悲しみあるがゆえによろこびあり 煩悩(ぼんのう)あるがゆえに菩提(ぼだい)あり

Because we feel sorrow, we can feel delight. Because we have defilements, we can attain the wisdom of the true awakening.

伊東慧明

[法話]

罪障功徳(ざいしょうくどく)の体(たい)となる
こほり(氷)とみづ(水)のごとくにて
こほりおほき(氷多き)にみづおほし(水多し)
さはりおほき(障り多き)に徳おほし(多し)
(『高僧和讃』曇鸞讃 『註釈版聖典』585頁)

 とても難しい和讃ですから、ゆっくり、言葉を補(おぎな)いながら味わってみましょう。

 「罪障」というのは、文字通り、この私の罪と障(さわ)りです。功徳とあるのは、如来さまのはたらき、その功徳をいいます。この功徳は、浄土に往生してからの功徳ではないことに、気をつけなければなりません。今、この私の上ではたらいてある功徳をいいます。「体」というのは、『広辞苑』では「物事がはたらく際、もとになる存在や組織」と定義されています。そうするとこの一首の意味は、

「この私の罪や障りこそ、如来さまのはたらきのよりどころであり、大本(おおもと)なのです。ちょうどそれは氷と水のような関係で、氷が大きいとそれが溶けてできる水も、量が多くなります。私の障りが大きければ大きいほど、如来さまの功徳も、それをつつみこむように、より大きくはたらいてくださるのです」

というほどの意味になります。この和讃のたとえが絶妙で、氷と水の本質は変わりません。もし本質が異なれば、氷は絶対に水になることはできません。
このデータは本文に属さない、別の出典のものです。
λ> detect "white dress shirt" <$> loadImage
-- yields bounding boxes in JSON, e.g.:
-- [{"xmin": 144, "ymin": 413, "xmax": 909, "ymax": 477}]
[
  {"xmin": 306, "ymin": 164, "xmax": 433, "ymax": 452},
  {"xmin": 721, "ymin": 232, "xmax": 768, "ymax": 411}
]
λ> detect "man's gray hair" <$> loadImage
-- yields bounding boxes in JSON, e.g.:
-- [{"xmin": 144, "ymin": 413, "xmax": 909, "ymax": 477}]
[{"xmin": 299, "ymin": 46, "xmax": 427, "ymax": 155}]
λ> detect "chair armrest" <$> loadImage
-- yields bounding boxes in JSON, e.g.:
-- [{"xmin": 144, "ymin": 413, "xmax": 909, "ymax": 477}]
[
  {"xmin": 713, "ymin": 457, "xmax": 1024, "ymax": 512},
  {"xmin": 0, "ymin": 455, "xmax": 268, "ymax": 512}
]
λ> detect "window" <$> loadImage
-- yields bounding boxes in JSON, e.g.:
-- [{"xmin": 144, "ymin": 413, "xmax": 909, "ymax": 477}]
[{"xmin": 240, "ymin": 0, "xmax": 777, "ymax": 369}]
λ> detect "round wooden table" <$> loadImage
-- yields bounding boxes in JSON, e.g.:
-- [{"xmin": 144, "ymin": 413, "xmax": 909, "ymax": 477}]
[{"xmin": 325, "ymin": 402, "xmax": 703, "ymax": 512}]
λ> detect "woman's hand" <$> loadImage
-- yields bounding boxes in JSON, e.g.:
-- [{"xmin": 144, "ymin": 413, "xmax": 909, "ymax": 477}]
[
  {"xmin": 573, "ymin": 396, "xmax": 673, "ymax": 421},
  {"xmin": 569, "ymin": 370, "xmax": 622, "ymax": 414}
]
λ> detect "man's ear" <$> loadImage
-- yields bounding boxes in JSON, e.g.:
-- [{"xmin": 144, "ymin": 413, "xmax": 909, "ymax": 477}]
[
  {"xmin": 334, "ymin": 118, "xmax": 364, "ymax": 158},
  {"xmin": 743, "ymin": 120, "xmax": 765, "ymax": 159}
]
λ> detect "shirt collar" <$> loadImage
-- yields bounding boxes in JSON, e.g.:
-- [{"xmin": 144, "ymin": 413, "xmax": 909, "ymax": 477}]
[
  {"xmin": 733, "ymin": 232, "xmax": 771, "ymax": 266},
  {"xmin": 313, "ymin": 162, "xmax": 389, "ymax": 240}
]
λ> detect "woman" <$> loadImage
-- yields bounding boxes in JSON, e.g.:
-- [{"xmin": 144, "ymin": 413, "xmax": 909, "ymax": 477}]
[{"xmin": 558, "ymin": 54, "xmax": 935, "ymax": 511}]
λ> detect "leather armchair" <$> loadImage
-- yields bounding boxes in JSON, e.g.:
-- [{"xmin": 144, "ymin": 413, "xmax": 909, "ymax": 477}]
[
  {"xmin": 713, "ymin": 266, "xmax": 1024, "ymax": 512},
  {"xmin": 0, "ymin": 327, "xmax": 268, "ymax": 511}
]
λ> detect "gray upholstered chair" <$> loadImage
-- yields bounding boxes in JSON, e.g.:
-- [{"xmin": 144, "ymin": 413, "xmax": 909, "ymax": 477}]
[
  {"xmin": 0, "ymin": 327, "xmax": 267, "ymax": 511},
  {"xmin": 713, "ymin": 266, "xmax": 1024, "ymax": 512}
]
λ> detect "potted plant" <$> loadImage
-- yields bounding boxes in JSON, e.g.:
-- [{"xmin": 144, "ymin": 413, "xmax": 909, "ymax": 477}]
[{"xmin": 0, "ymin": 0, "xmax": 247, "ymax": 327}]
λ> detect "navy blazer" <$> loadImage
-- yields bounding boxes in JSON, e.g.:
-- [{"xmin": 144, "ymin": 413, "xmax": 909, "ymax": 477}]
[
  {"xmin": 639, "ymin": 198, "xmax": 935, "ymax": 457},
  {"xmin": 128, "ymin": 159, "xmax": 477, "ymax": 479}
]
ここにそっと、仏教の原理が説かれています。

 出処(しゅっしょ=出所、出どころ)は知らないのですが、こんな話を読んだことがあります。
江戸時代の大谷派の学僧、香月院深勵(こうがついんじんれい 1749~1817)師が、安居(あんご=僧が、夏、1か所にこもって修行すること)で京にこられたことがありました。久しぶりにお会いできると、お泊まりの所へお同行(どうぎょう=心を同じくしてともに仏道を修める人々。真宗ではその信者をいう)が訪ねて行かれます。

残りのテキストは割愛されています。